- Luigi Mangione, de 27 anos, é acusado de assassinar Brian Thompson, CEO da UnitedHealthcare, em dezembro de 2024, em Manhattan.
- O crime foi alegadamente motivado por uma vingança contra o setor de saúde.
- Um juiz rejeitou as acusações de terrorismo, mantendo apenas a acusação de homicídio doloso.
- O promotor distrital de Manhattan, Alvin Bragg, descreveu o assassinato como um ato “assustador e bem planejado”.
- Mangione enfrenta um processo federal que pode resultar em pena de morte e, se condenado no tribunal estadual, pode pegar prisão perpétua sem possibilidade de liberdade condicional.
Luigi Mangione, de 27 anos, é acusado de assassinar Brian Thompson, CEO da UnitedHealthcare, em um ataque ocorrido em dezembro de 2024, em Manhattan. O crime, que Mangione alega ter sido motivado por uma vingança contra o setor de saúde, gerou grande repercussão.

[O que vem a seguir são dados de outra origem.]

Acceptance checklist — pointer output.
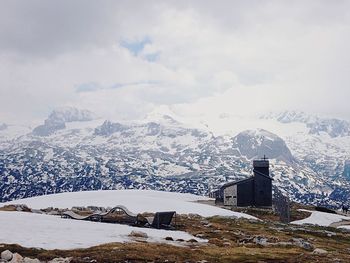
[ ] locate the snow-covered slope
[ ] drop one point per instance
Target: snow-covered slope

Recentemente, um juiz de Nova York rejeitou as acusações de terrorismo contra Mangione, mantendo apenas a acusação de homicídio doloso. O juiz Gregory Carro considerou que as alegações de motivação ideológica não se enquadravam na definição legal de terrorismo, afirmando que não havia evidências suficientes para sustentar essa acusação. O julgamento ainda não tem data marcada, mas promete atrair considerável atenção pública e política.
Durante a audiência, Carro destacou que as acusações de homicídio em primeiro e segundo graus como parte de um ato de terrorismo eram “legalmente insuficientes”. O promotor distrital de Manhattan, Alvin Bragg, havia descrito o assassinato como um ato “assustador e bem planejado”, enquanto a defesa argumenta que Mangione buscava chamar a atenção para a ganância do setor de seguros.

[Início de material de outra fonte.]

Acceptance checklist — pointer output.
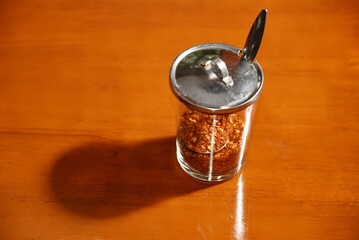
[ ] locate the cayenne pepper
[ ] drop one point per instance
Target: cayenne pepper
(202, 136)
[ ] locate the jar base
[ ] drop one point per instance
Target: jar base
(206, 177)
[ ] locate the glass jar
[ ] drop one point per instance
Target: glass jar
(217, 90)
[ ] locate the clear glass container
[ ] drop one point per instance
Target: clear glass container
(217, 92)
(212, 147)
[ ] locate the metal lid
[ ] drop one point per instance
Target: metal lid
(212, 78)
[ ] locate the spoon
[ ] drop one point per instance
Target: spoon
(254, 38)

Mangione foi preso em Altoona, na Pensilvânia, após fugir do local do crime. Desde então, ele se tornou uma figura controversa, recebendo apoio de pessoas que veem suas ações como um protesto contra o sistema de saúde. Além das acusações estaduais, ele enfrenta um processo federal que pode resultar em pena de morte.

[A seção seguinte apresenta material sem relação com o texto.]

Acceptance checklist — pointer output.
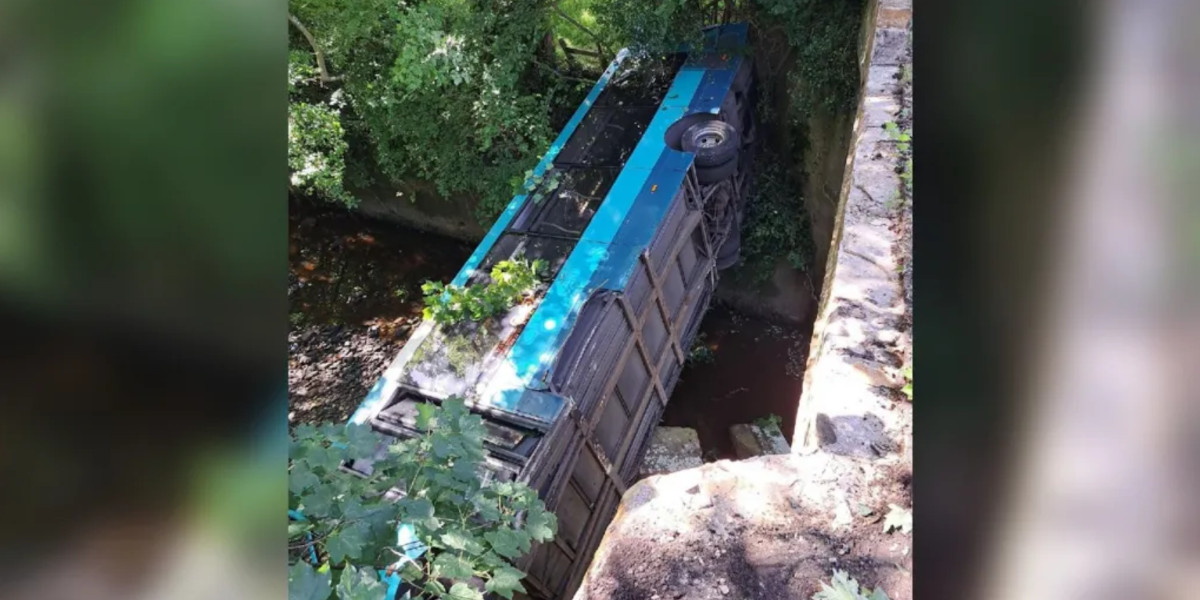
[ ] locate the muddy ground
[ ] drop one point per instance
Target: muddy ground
(765, 528)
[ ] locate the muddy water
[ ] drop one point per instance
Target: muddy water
(741, 370)
(354, 295)
(360, 273)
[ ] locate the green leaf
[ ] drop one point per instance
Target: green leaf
(444, 448)
(347, 541)
(360, 585)
(508, 544)
(319, 502)
(360, 439)
(504, 582)
(459, 539)
(300, 478)
(298, 528)
(419, 511)
(898, 519)
(305, 583)
(540, 523)
(425, 417)
(463, 592)
(451, 567)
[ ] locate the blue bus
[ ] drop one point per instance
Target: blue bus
(634, 210)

A defesa de Mangione, liderada pela advogada Karen Friedman Agnifilo, considera a decisão do juiz uma vitória inicial e planeja contestar as acusações restantes. Se condenado no tribunal estadual, Mangione pode enfrentar prisão perpétua sem possibilidade de liberdade condicional. O caso continua a refletir a crescente insatisfação pública com o sistema de saúde nos Estados Unidos.